2.5.4 Radiative Forcing by Anthropogenic Surface Albedo Change: Black Carbon in Snow and Ice
The presence of soot particles in snow could cause a decrease in the albedo of snow and affect snowmelt. Initial estimates by Hansen et al. (2000) suggested that BC could thereby exert a positive RF of +0.2 W m–2. This estimate was refined by Hansen and Nazarenko (2004), who used measured BC concentrations within snow and ice at a wide range of geographic locations to deduce the perturbation to the surface and planetary albedo, deriving an RF of +0.15 W m–2. The uncertainty in this estimate is substantial due to uncertainties in whether BC and snow particles are internally or externally mixed, in BC and snow particle shapes and sizes, in voids within BC particles, and in the BC imaginary refractive index. Jacobson (2004) developed a global model that allows the BC aerosol to enter snow via precipitation and dry deposition, thereby modifying the snow albedo and emissivity. They found modelled concentrations of BC within snow that were in reasonable agreement with those from many observations. The model study found that BC on snow and sea ice caused a decrease in the surface albedo of 0.4% globally and 1% in the NH, although RFs were not reported. Hansen et al. (2005) allowed the albedo change to be proportional to local BC deposition according to Koch (2001) and presented a further revised estimate of 0.08 W m–2. They also suggested that this RF mechanism produces a greater temperature response by a factor of 1.7 than an equivalent CO2 RF, that is, the ‘efficacy’ may be higher for this RF mechanism (see Section 2.8.5.7). This report adopts a best estimate for the BC on snow RF of +0.10 ± 0.10 W m–2, with a low level of scientific understanding (Section 2.9, Table 2.11).
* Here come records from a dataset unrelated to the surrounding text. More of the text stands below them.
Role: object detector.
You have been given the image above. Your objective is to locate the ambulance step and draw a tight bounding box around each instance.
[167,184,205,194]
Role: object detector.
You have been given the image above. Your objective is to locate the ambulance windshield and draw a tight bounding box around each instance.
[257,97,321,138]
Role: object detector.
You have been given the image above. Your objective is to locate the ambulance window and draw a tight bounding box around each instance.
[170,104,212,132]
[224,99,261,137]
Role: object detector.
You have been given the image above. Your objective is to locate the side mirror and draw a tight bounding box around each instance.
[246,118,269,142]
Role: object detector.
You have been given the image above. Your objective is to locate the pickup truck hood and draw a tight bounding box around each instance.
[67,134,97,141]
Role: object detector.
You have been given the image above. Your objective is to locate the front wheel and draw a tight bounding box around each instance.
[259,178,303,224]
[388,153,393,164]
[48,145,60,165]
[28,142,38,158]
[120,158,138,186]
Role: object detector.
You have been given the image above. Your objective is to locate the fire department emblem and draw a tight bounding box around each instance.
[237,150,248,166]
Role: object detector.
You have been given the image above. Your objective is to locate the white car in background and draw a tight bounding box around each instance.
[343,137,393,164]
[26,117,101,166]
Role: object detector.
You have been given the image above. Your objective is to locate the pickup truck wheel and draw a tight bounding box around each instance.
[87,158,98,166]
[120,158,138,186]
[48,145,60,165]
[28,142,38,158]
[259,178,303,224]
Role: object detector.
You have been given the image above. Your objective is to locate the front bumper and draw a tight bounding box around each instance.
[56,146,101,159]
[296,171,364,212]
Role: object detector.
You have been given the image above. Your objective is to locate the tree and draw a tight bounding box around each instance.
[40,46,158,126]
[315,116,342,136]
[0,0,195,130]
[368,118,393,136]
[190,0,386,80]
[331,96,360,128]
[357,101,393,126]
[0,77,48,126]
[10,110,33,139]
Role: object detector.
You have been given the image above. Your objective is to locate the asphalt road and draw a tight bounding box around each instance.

2.5.5 Other Effects of Anthropogenic Changes in Land Cover
Anthropogenic land use and land cover change can also modify climate through other mechanisms, some directly perturbing the Earth radiation budget and some perturbing other processes. Impacts of land cover change on emissions of CO2, CH4, biomass burning aerosols and dust aerosols are discussed in Sections 2.3 and 2.4. Land cover change itself can also modify the surface energy and moisture budgets through changes in evaporation and the fluxes of latent and sensible heat, directly affecting precipitation and atmospheric circulation as well as temperature. Model results suggest that the combined effects of past tropical deforestation may have exerted regional warmings of approximately 0.2°C relative to PNV, and may have perturbed the global atmospheric circulation affecting regional climates remote from the land cover change (Chase et al., 2000; Zhao et al., 2001; Pielke et al., 2002; Chapters 7, 9 and 11).
Since the dominant aspect of land cover change since 1750 has been deforestation in temperate regions, the overall effect of anthropogenic land cover change on global temperature will depend largely on the relative importance of increased surface albedo in winter and spring (exerting a cooling) and reduced evaporation in summer and in the tropics (exerting a warming) (Bounoua et al., 2002). Estimates of global temperature responses from past deforestation vary from 0.01°C (Zhao et al., 2001) to –0.25°C (Govindasamy et al., 2001a; Brovkin et al., 2006). If cooling by increased surface albedo dominates, then the historical effect of land cover change may still be adequately represented by RF. With tropical deforestation becoming more significant in recent decades, warming due to reduced evaporation may become more significant globally than increased surface albedo. Radiative forcing would then be less useful as a metric of climate change induced by land cover change recently and in the future.